When I heard that Christina Hammonds Reed was writing a book about being a Black kid in the '90s in Los Angeles, I jumped at the chance to read this book. I grew up 20-30ish minutes outside of what some would call "LA proper" in the city of Downey, but worked in LA for most of my adult life. So I knew this book would be extremely nostalgic. I was only three when the Rodney King Riots erupted throughout LA so I don't remember much. We were not extremely close to the riots but my mom remembers vividly the things she saw. Christina Hammonds Reed is an LA native so I love that she included things like earthquake drills and fire season.

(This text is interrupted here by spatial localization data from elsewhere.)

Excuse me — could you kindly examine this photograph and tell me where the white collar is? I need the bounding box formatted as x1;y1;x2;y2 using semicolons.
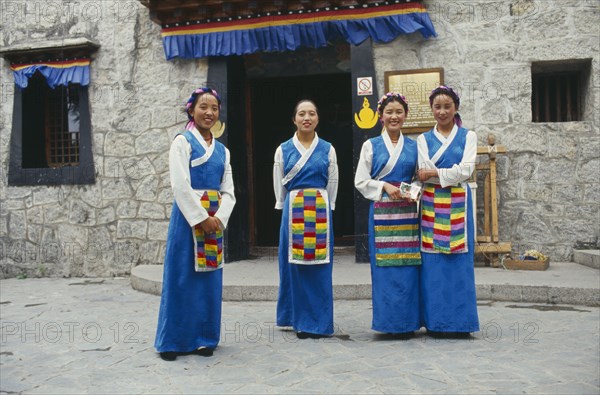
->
293;132;319;153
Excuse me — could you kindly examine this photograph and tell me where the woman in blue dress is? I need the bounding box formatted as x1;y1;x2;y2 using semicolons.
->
355;92;421;338
273;99;338;339
416;86;479;337
155;88;236;360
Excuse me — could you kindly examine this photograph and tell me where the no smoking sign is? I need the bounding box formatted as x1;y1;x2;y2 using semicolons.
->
357;77;373;96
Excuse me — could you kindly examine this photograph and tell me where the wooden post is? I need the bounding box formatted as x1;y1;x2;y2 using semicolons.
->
475;134;510;266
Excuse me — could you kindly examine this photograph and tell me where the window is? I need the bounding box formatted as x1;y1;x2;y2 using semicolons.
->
531;59;592;122
1;38;99;186
22;72;82;169
8;72;94;185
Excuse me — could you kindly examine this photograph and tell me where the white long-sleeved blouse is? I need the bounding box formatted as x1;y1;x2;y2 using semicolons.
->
273;133;338;211
169;127;236;228
417;125;477;187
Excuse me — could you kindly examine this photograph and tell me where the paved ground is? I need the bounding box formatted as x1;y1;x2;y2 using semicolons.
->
1;278;598;394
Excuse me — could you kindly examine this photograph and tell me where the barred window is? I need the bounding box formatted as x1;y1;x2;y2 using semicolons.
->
23;72;81;168
532;59;591;123
8;71;94;186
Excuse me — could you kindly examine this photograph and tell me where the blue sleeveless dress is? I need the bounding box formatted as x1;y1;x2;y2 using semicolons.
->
155;131;227;352
368;136;421;333
420;127;480;333
276;138;334;335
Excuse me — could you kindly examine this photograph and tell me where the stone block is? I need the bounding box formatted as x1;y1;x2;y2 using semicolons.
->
104;132;135;157
68;201;96;226
97;207;116;225
33;189;59;205
101;178;133;200
547;132;578;159
577;159;600;183
138;203;165;219
44;205;67;223
552;183;583;203
147;221;168;241
116;201;139;218
134;175;159;201
583;183;599;203
122;156;155;180
116;220;148;239
135;129;170;155
8;210;26;240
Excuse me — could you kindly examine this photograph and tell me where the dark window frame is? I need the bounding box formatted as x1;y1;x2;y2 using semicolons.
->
531;59;592;123
8;78;95;186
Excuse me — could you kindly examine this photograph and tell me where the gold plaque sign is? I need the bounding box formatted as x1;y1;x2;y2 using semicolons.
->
384;68;444;134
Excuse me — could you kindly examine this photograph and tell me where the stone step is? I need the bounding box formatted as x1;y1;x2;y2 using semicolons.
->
131;260;600;306
573;249;600;270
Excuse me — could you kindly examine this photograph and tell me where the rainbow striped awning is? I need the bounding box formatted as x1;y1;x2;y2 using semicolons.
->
161;2;436;59
10;58;90;89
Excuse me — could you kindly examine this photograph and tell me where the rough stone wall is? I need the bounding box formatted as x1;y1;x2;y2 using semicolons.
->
0;0;598;277
0;0;209;277
374;0;599;260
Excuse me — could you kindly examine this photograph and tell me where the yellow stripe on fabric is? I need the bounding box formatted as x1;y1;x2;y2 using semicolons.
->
450;240;465;248
451;212;465;220
434;223;451;231
10;60;91;70
376;253;421;260
161;7;426;36
422;208;435;217
422;235;433;243
374;225;418;232
292;223;304;231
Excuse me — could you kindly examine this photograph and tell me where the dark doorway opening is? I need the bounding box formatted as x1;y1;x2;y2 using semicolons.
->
248;73;354;246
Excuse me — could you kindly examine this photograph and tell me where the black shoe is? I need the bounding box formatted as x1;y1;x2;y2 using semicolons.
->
426;330;444;339
297;331;327;339
192;347;214;357
393;331;415;340
159;352;178;361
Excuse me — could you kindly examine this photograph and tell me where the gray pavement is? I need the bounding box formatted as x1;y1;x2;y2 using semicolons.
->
1;278;599;394
132;255;600;306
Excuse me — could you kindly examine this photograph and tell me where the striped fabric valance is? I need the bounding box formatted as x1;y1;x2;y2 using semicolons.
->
161;2;436;59
11;58;90;89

The amazing thing about this book is that even though it's about what happened in the '90s, it honestly feels like it is happening today. The way she talks about the way the rioters, looters, and protesters are portrayed and how the media makes them out to be monsters and animals. "The media and the politicians keep stereotyping everyone who was out during the riots as"savage" or "lawless" or "hooligans" or "thugs," an "underclass" not representative of the "real America."(Reed) The thing is, that is the real America. There are people today who are not looting who are fighting for justice and peacefully protesting and being met with intense force, tear gas, rubber bullets, and now we have federal agents coming in and kidnapping people. All at the Presidents orders. We just want justice. We want things to change. Real change.
This book tackles a lot of themes. Ultimately, it's a coming of age story but it deals with racism and race, class, family pressure, the distance between two people, painful family history, and the push and pull of teenage and female friendships. But there were three that really hit me on a personal level: Finding your identity in a sea of whiteness, being Black in America in the midst of a riot or civil unrest, and existing in the in between: not feeling "Black" enough to fit in with the Black kids while not actually being white so not truly fitting in with that crowd.
I didn't grow up in a predominately Black neighborhood and I didn't have a lot of Black friends growing up so as I grew up it felt really hard to discover parts of my identity when not many people around looked like me. This is the same thing that our main character Ashley is facing. She goes to a very white prep school and has all white friends. There are a group of Black kids in her school but she doesn't interact with them at all. Throughout the whole book Ashley straddles the line between trying to fit in with her white friends who never let her forget she is Black and say some VERY inappropriate things. I'll just say her friends are racist and they suck. But at the same time Ashley watches this group of Black kids from a far always thinking that she wont fit in with them. She feels very disconnected from them and almost "others" them. Her friends have made her feel that since she grew up in a good neighborhood, her family has money, she doesn't have any Black friends, and doesn't "act Black" (my least favorite term) that she is not actually "Black" or as her friends remind her that she is not "Blackety Black," which is extremely offensive. But when you're sheltered all your life and told these things you wouldn't know what else to believe so I feel for Ashley to be honest. I've been called an Oreo multiple times in my life and have also been told that I'm "not really Black," which I've always hated. But throughout the book Ashley starts understanding her family history more, spending more time with the Black kids at her school and people outside her white friend group, trying to reconnect with her activist sister, trying to understand the Rodney King riots, and from experiencing her own run in with the police, that at the end of the day her class does not separate her from her Blackness because unfortunately her Blackness is what the world sees first.
The Rodney King Riots are probably the first time Ashley has every experienced anything like that. So being Black during a time like that where there is a collective anger among the Black community is another layer that Ashely has to figure out. She has to figure out how she feels about all of it and if she wants to take a stand against it and if so, what lane she can make the most change. In the beginning, we know that Ashley feels like what is happening is wrong but at the same time she is so wrapped up in her little bubble that she doesn't realize there is actually a bigger issue that just Rodney King. And throughout the novel Ashley has to come to terms with this. Her sister Jo is on the front lines fighting for justice and Ashley is clearly scared for her and often times there was a lot of tension within her family because of the stance that Jo was taking because she knows that her sister is not the type of person the media was portraying the rioters to be. Through her sister, Ashley really starts to dig deeper and look past all the rioting and looting to start looking at the deeper issue and realizes that" maybe the problem isn't only the "bad" people; maybe the problem is with the whole system."
There are so many things I could say about this book and honestly I'm still getting my thoughts together. There are so many good quotes and Christina Hammond Reeds writing is almost lyrical and the imagery she puts forth is magical. I highlighted and tabbed a lot of quotes and passages. This book is timely and important. This book feels deeply personal because I know what it feels like to be an Ashley.
This book comes out August 4th and everyone should read it!